Perhaps. That's why I'd like to see people working on this problem. I think that someone smarter than I could come up with ways to better anonymize data, and still extract useful patterns

Eric M Russell SSC Guru Points: 125623 More actions · Answer 7

TravisDBA (2/13/2012)
Eric M Russell (2/13/2012)
TravisDBA (2/13/2012)
Steve,
It's tricky. Even if all I had available were ZIP code, birthdate and sex columns, I could still probably identify who you are. But on the other hand, If the data was scrubbed totally clean of all possible personal identifiers, then its ability to use it for anything meaningful vastly depreciates. Data can either be perfectly anonymous or useful, but it cannot be both.:-D
Most analytical reporting is not interested in an individual's actual birthday but rather their age, or specifically their age group (ex: 18-25, 26 - 35, etc.). If age_group were provided rather than DOB, then that would be a huge leap in making the records anonymous. Also, zip codes can be further rolled up into marketing or demographic regions. For example, this identifies only a group of individuals:
member_id age_group sex region_code
567432 18-25 F 32
568891 18-25 M 28
568893 36-45 M 32
For demographic summary reports, this is fine, but not much use for anything else.:-D

The dataset still has one record per member, it's just that their DOB and Zip Code have been replaced with more discrete coding. For example, when I subscribe to a magazine, they ask for my age and income group; that's what the marketing department cares about, not my DOB and actual salary.

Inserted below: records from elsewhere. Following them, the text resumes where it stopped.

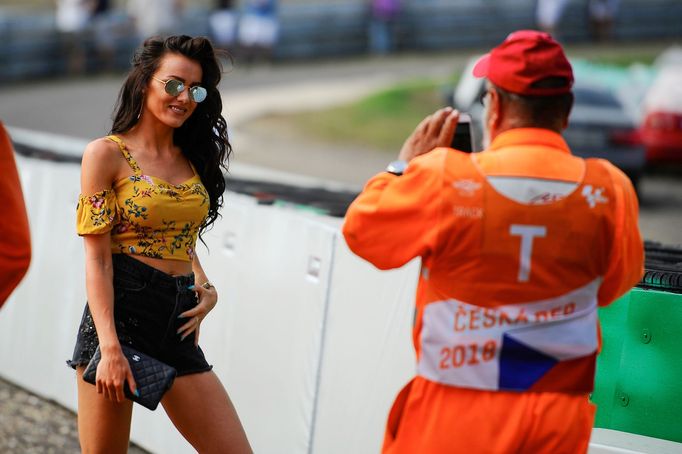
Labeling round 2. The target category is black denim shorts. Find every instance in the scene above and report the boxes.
[66,254,212,376]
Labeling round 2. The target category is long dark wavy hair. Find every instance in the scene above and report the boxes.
[110,35,232,237]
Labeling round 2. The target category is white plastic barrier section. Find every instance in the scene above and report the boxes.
[0,154,680,454]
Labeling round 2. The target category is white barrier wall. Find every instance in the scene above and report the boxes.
[0,153,681,454]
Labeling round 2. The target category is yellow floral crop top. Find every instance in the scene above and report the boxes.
[76,136,209,261]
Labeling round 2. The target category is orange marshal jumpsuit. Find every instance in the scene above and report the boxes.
[343,128,643,454]
[0,123,31,307]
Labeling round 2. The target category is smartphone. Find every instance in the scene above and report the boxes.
[450,113,474,153]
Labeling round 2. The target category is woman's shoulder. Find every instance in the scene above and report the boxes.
[83,136,121,162]
[81,137,125,180]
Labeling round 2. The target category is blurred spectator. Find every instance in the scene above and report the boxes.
[237,0,279,62]
[209,0,237,49]
[587,0,620,41]
[128,0,184,41]
[55,0,94,74]
[535,0,568,36]
[0,122,31,307]
[369,0,400,54]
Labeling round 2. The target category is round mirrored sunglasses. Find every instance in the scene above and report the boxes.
[152,76,208,103]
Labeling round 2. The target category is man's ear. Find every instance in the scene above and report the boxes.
[488,89,504,131]
[561,93,575,131]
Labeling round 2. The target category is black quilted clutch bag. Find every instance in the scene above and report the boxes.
[83,344,177,410]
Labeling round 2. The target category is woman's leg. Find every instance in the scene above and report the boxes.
[76,367,133,454]
[161,372,253,454]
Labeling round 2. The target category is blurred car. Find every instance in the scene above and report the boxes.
[641,48,682,164]
[453,58,646,187]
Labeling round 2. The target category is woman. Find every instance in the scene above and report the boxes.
[69,36,251,453]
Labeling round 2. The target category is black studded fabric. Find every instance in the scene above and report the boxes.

"Do not seek to follow in the footsteps of the wise. Instead, seek what they sought." - Matsuo Basho

TravisDBA SSCoach Points: 15780 More actions · Answer 8

Eric M Russell (2/13/2012)
TravisDBA (2/13/2012)
Eric M Russell (2/13/2012)
TravisDBA (2/13/2012)
Steve,
It's tricky. Even if all I had available were ZIP code, birthdate and sex columns, I could still probably identify who you are. But on the other hand, If the data was scrubbed totally clean of all possible personal identifiers, then its ability to use it for anything meaningful vastly depreciates. Data can either be perfectly anonymous or useful, but it cannot be both.:-D
Most analytical reporting is not interested in an individual's actual birthday but rather their age, or specifically their age group (ex: 18-25, 26 - 35, etc.). If age_group were provided rather than DOB, then that would be a huge leap in making the records anonymous. Also, zip codes can be further rolled up into marketing or demographic regions. For example, this identifies only a group of individuals:
member_id age_group sex region_code
567432 18-25 F 32
568891 18-25 M 28
568893 36-45 M 32
For demographic summary reports, this is fine, but not much use for anything else.:-D
The dataset still has one record per member, it's just that their DOB and Zip Code have been replaced with more discrete coding. For example, when I subscribe to a magazine, they ask for my age and income group; that's what the marketing department cares about, not my DOB and actual salary.

They don't need it, if they have your name and address in order to send the magazine to you, they can find out the rest.It's absolutley amazing what you can find out about someone nowadays with very little information to go on. I have done complete criminal and financial background checks on people on the Internet with very little information up front. 😀

"Technology is a weird thing. It brings you great gifts with one hand, and it stabs you in the back with the other. ...:-D"

Revenant SSC-Forever Points: 42467 More actions · Answer 9

You cannot hide on the Internet. As long as the other party gets your IP address, it has your postal code. (Unless you go through a proxy server in say Vanuatu, which very few people do.)

For me the problem with personally identifiable info up to this point was that I did not have enough of it to reliably identify the person when I was expected to. The number one example would be a pharmacy system for Eckerd's Drugs twenty years ago, when I had 18 Maria Martinezes in Austin born on the same day, two of them living in the same retirement home. And per TX laws, pharmacies were not allowed to ask for SINs.

In my more current experience, yiou will probably assign each person a GUID and separate PII from the rest, put it into a separate database and allow only a very limited number of users to access it, i.e., to put a person behind the GUID.